Il Ministero dell’Ambiente ha bocciato la deroga richiesta dalla Regione Puglia relativamente agli scarichi del depuratore Sava Manduria perché non confortata da alcun fondamento giuridico e normativo.

Questo dimostra come per lungo tempo Emiliano abbia tergiversato con i cittadini, proponendo varianti fantasiose e senza alcuna possibilità di realizzazione”.

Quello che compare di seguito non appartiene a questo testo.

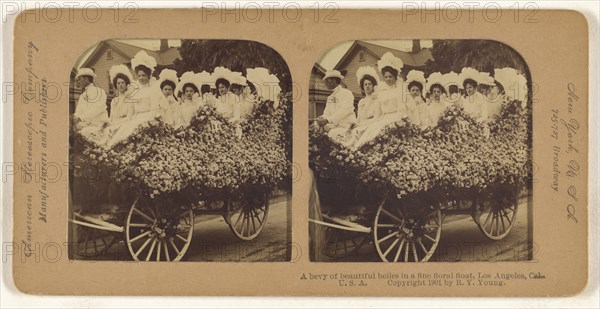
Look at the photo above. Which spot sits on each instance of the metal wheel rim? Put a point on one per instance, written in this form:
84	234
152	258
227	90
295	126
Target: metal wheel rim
496	221
416	248
147	241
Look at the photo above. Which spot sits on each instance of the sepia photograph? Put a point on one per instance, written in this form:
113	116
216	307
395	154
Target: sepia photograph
420	151
180	150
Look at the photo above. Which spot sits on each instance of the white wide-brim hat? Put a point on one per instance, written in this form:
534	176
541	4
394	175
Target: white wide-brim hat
222	72
205	78
366	71
119	69
469	73
435	78
188	78
333	73
238	79
415	76
143	59
389	60
85	72
170	75
451	79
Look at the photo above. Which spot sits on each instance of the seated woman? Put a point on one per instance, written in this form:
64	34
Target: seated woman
189	102
452	85
226	103
369	110
206	82
415	81
146	98
506	79
119	106
473	103
245	101
168	82
437	102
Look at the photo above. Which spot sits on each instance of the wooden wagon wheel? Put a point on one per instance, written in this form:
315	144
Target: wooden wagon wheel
404	233
158	232
497	216
248	216
91	242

Lo afferma in una nota la deputata brindisina Anna Macina, che più volte in passato, anche con atti parlamentari, è intervenuta sul tema.

Come già avevo dichiarato tempo fa – continua – i progetti proposti dalla Regione per scongiurare lo scarico in mare in una delle zone più belle della costa non erano attuabili, e si sono rivelati come specchietti per le allodole. É stato solo un gioco a quiz per tenere tutti occupati in inutili elucubrazioni. Oggi emerge come sia chiara la volontà della Regione di scaricare le proprie responsabilità sullo Stato.

La mancanza dei presupposti giuridici a sostegno delle varianti presentate al Ministero offre due spunti di lettura: o chi ha redatto i progetti è un incompetente perché non conosce la normativa, oppure si è voluto procedere ad oltranza per poi fare maliziosamente scaricabarile ai danni dello Stato, pur di raggiungere il proprio scopo. Tutto ciò è inammissibile ed Emiliano dovrà risponderne agli elettori. Le alternative allo scarico in mare esistono – conclude la deputata – ma è mancata la volontà politica della Regione di portarle fino in fondo”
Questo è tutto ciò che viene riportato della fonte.